GREEN SPROWADZA MUNDINE'A NA ZIEMIĘ
Wczoraj na gali w Sydney Daniel Geale (29-1, 15 KO) wyraźnie wypunktował Anthony’ego Mundine’a (44-5, 26 KO) i każda osoba znająca się na boksie potwierdzi słuszność tego wyniku. "Real Deal" obronił tytuł IBF wagi średniej, a zupełnie oderwany od rzeczywistości "The Man" próbował przekonać widzów, że był lepszy. Głos w tej sprawie zabrał popularny Danny Green (33-5, 28 KO).
Czempion IBO drwił z Mundine’a, przyznając mu co najwyżej dwie wygrane rundy. Sędziowie punktowali 117-111, 117-111 i najdalsze od prawdy 116-112.

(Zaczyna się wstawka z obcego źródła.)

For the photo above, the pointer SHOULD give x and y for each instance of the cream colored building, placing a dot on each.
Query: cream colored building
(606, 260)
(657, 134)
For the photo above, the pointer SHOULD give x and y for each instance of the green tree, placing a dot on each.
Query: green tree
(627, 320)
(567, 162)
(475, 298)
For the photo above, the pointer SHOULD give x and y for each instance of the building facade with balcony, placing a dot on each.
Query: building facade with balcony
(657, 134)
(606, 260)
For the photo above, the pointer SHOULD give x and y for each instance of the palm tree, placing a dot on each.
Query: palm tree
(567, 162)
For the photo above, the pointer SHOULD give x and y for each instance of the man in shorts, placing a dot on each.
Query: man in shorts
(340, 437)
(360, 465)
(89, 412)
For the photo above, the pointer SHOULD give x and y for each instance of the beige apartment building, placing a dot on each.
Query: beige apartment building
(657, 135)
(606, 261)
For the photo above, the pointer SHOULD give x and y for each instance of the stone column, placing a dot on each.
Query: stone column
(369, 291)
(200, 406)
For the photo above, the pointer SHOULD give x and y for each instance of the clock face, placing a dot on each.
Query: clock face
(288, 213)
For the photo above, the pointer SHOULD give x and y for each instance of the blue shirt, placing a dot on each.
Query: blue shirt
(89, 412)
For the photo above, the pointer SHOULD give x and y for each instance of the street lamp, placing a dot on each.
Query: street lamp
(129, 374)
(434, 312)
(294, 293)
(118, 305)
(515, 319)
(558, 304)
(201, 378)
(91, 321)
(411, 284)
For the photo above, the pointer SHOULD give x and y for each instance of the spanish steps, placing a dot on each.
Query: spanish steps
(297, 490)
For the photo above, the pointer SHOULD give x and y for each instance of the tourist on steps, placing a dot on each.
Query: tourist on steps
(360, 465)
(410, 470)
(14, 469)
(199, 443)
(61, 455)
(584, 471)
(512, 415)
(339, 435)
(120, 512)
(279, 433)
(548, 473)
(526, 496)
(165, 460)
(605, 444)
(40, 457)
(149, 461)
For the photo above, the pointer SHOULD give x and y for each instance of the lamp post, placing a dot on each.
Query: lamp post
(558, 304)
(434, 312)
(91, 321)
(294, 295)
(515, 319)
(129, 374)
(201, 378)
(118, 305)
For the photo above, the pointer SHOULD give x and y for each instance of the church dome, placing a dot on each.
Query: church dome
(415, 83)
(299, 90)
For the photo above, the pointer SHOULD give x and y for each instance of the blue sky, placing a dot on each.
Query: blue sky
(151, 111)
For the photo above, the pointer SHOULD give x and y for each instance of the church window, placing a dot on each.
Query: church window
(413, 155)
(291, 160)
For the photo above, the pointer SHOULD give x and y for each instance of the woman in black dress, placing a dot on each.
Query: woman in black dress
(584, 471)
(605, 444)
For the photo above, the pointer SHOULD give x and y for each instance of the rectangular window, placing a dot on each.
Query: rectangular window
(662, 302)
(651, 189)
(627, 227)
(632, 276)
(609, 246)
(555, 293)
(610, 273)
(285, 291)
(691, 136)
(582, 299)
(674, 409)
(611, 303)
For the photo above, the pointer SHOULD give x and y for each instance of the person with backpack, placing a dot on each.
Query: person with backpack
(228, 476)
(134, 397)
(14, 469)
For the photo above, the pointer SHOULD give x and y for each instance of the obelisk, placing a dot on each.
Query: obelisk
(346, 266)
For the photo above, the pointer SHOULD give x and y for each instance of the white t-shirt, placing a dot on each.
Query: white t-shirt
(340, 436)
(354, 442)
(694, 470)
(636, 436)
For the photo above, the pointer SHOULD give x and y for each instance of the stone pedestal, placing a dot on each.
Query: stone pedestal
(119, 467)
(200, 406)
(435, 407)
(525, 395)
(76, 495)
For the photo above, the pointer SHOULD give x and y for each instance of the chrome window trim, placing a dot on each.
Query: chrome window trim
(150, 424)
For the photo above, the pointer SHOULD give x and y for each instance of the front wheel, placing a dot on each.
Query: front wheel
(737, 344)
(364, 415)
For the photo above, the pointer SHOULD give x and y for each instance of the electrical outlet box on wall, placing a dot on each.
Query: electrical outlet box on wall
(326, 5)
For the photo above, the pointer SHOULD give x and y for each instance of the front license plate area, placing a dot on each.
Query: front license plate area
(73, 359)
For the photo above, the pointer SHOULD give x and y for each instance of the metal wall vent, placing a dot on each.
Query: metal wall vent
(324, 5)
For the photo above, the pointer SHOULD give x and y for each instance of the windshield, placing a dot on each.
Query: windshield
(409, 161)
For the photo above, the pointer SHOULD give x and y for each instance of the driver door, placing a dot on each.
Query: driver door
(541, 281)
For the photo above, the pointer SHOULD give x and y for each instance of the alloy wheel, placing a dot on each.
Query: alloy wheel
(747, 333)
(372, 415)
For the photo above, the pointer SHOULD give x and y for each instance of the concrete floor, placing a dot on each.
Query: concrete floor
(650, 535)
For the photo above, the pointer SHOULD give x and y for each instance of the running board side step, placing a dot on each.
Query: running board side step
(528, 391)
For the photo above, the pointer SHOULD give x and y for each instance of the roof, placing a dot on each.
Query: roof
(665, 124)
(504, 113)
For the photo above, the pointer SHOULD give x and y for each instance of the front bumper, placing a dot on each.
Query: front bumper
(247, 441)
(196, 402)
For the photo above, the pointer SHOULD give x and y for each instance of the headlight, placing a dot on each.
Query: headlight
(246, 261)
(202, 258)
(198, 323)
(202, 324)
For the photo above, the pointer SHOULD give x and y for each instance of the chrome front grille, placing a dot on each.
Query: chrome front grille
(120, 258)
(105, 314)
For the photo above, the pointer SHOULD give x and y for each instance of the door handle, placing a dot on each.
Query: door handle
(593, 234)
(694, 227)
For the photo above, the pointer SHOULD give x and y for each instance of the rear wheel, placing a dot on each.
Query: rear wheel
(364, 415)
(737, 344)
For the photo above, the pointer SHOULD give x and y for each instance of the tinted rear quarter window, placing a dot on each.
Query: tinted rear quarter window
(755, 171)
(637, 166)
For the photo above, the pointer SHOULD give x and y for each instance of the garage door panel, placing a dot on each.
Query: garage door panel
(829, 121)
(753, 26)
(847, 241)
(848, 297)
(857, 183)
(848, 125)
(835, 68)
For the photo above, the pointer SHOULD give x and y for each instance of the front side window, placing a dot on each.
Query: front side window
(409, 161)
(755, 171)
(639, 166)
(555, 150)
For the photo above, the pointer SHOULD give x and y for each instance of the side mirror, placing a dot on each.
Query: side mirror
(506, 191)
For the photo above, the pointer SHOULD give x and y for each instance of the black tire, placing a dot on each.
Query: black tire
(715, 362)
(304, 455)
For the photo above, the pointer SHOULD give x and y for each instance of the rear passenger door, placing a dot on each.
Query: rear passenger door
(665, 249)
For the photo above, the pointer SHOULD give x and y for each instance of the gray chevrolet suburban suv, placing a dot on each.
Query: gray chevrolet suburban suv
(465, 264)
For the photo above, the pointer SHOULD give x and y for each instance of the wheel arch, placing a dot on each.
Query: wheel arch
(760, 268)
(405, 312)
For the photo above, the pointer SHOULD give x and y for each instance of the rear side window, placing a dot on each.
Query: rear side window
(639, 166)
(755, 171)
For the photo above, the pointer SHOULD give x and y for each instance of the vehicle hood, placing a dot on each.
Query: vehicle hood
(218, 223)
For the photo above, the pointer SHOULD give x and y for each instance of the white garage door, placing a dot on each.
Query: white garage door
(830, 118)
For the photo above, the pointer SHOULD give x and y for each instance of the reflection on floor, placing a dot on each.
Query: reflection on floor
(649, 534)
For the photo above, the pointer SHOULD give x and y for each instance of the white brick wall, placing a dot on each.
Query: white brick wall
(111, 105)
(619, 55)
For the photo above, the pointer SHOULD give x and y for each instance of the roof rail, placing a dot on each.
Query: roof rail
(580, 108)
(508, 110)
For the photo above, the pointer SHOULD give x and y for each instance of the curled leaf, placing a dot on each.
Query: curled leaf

- Nie chcę być częścią tego absurdu. Dwóch sędziów dało Mundine’owi trzy rundy, punktowy Charlie Lucas przyznał mu cztery odsłony. Z tego co ja widziałem, on powinien się cieszyć z wygrania dwóch rund. Geale zwyciężył wyraźnie tamtej nocy – powiedział lekko zażenowany „Green Machine”.